TPH-YOLOv5 | Transformer-based YOLOv5 small target detector | Four heads plus attention


Paper address: https://arxiv.org/pdf/2108.11539.pdf
project address: https://github.com/cv516Buaa/tph-yolov5

Object detection in scenes captured by drones is a recent hot task. Since drones are always navigating at different altitudes, the scale of objects changes drastically, placing a burden on network optimization. In addition, high-speed and low-altitude flight brings motion blur on dense objects, which brings great challenges to object recognition. To address the above two issues, we propose TPH-YOLOv5. Based on YOLOv5, we add a prediction head to detect objects at different scales. Then we replace the original prediction heads with Transformer Prediction Heads (TPH) to explore the prediction potential with a self-attention mechanism. We also integrate a Convolutional Block Attention Model (CBAM) to find attention regions in scenes with dense objects. To further improve our proposed TPH-YOLOv5, we provide many useful strategies such as data augmentation, multi-scale testing, multi-model ensemble, and leveraging additional classifiers. Extensive experiments on the dataset VisDrone2021 show that TPH-YOLOv5 has good performance with impressive interpretability in scenes captured by drones. On the DET-test-challenge dataset, the AP result of TPH-YOLOv5 is 39.18%, which is 1.81% better than the previous SOTA method (DPNetV3). In the VisDrone Challenge 2021, TPHYOLOv5 won the 5th place and achieved a good match result with the 1st place model (AP 39.43%). Compared with the baseline model (YOLOv5), TPH-YOLOv5 improves by about 7%, which is encouraging and competitive.

solved problem

TPH-YOLOv5 aims to solve two problems in drone imagery:

  • As drones fly at different altitudes, the scale of objects changes drastically.
  • High-speed and low-altitude flight brings motion blur to densely packed objects.

Major Improvements

TPH-YOLOv5 makes the following improvements on the basis of YOLOv5:

  • A new detection head has been added to detect smaller scale objects.
  • Replace the original prediction heads with transformer prediction heads(TPH).
  • CBAM is integrated into YOLOv5 to help the network find regions of interest in images covered by large areas.
  • A series of other small tricks.

The TPH-YOLOv5 network structure is as follows:

TPH module

The author uses a Transformer Encoder to replace some convolution and CSP structures, and the application of Transformer in vision is also the current mainstream trend. Transformer has a unique attention mechanism, and the effect is better than the original.

CBAM module

I found that the code published by the author is different from the code in the figure, so I reproduced one according to the above figure. Except for the detection head, I completely follow the original text. Here we can refer to the structure of this article to improve our own model. Because these modules already exist in our file, we can directly change the configuration file.

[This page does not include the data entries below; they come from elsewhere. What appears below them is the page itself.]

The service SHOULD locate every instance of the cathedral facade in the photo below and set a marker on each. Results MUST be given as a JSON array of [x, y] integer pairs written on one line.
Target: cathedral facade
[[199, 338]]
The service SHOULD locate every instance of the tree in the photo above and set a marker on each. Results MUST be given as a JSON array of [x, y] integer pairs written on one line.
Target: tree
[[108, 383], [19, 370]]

# YOLOv5 🚀 by Ultralytics, GPL-3.0 license
# Diffie Hellman https://blog.csdn.net/weixin_43694096?spm=1000.2115.3001.5343

# Parameters
nc: 80  # number of classes
depth_multiple: 0.33  # model depth multiple
width_multiple: 0.50  # layer channel multiple
anchors:
  - [19,27,  44,40,  38,94]  # P3/8
  - [96,68,  86,152,  180,137]  # P4/16
  - [140,301,  303,264,  238,542]  # P5/32
  - [436,615,  739,380,  925,792]  # P6/64

# YOLOv5 backbone
backbone:
  # [from, number, module, args]
  [[-1, 1, Focus, [64, 3]],       # 0-P1/2
   [-1, 1, Conv, [128, 3, 2]],    # 1-P2/4
   [-1, 3, C3, [128]],
   [-1, 1, Conv, [256, 3, 2]],    # 3-P3/8
   [-1, 9, C3, [256]],
   [-1, 1, Conv, [512, 3, 2]],    # 5-P4/16
   [-1, 9, C3, [512]],
   [-1, 1, Conv, [768, 3, 2]],    # 7-P5/32
   [-1, 1, SPP, [1024, [3, 5, 7]]],
   [-1, 3, C3TR, [1024, False]],  # 9
  ]

# YOLOv5 head
head:
  [[-1, 1, Conv, [768, 1, 1]],  # 10
   [-1, 1, nn.Upsample, [None, 2, 'nearest']], #11
   [[-1, 6], 1, Concat, [1]],   # 12 cat backbone P5
   [-1, 3, C3, [768, False]],   # 13
   [-1, 1, CBAM, [768]],        # 14

   [-1, 1, Conv, [512, 1, 1]],  # 15
   [-1, 1, nn.Upsample, [None, 2, 'nearest']], #16
   [[-1, 4], 1, Concat, [1]],   # 17 cat backbone P4
   [-1, 3, C3, [512, False]],   #  18
   [-1, 1, CBAM, [512]],        # 19

   [-1, 1, Conv, [256, 1, 1]],  # 20
   [-1, 1, nn.Upsample, [None, 2, 'nearest']],  #21
   [[-1, 2], 1, Concat, [1]],   # 22 cat backbone P3
   [-1, 3, C3TR, [256, False]], # 23 (P3/8-small)
   [-1, 1, CBAM, [256]],        # 24

   [-1, 1, Conv, [256, 3, 2]],  # 25
   [[-1, 20], 1, Concat, [1]],  # cat head P4 #26
   [-1, 3, C3TR, [512, False]], # 27 (P4/16-medium)
   [-1, 1, CBAM, [512]],        # 28

   [-1, 1, Conv, [512, 3, 2]],  # 29
   [[-1, 15], 1, Concat, [1]],  # 30 cat head P5
   [-1, 3, C3TR, [768, False]], # 31 (P5/32-large)
   [-1, 1, CBAM, [768]],        # 32

   [-1, 1, Conv, [768, 3, 2]],  # 33
   [[-1, 10], 1, Concat, [1]],  # 34  cat head P6
   [-1, 3, C3TR, [1024, False]],# 35 (P6/64-xlarge)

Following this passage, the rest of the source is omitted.